People always need food — many tried to turn to farming, and in the shattered suburbs, people grew their lawns into paddocks, chicken yards, and plots. But the vuvv could grow food cheaper, and their government subsidized it, and that meant they could sell it cheaper, and, frankly, our family had almost no money, so when we went to the supermarket, we didn't buy American; we almost always bought vuvv-grown veggies, vuvv cereal, beef tissue raised on platforms in orbit (the cow jumped over the moon). Farms failed. Economies collapsed.
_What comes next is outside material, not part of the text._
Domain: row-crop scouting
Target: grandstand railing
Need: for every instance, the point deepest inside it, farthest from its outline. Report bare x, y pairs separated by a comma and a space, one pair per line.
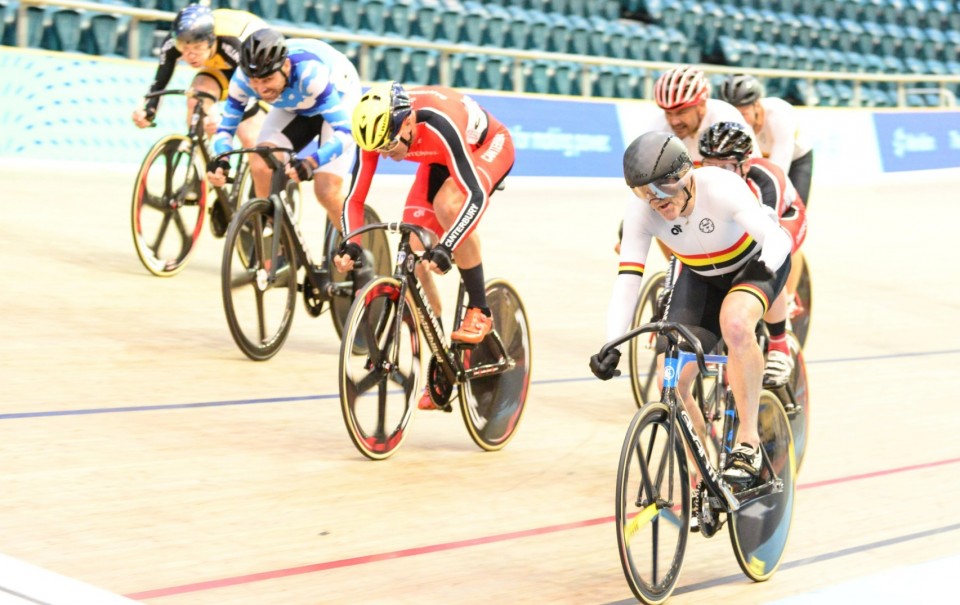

Only big industrial farms that could act as distributors for vuvv foodstuffs stayed viable.

The only way to make money was to work with the vuvv personally. Work as a technician at a vuvv firm and you could make a few hundred dollars a week. Go into the tourist industry, give the vuvv a massage, and you made several hundred dollars in an hour. Stand at attention for three hours at a vuvv banquet — nothing but show, of course — and you'd make enough to live on for a year. People killed, literally, to get close to the vuvv. They killed to get property rights to vuvv resorts and locations for energy rendering plants.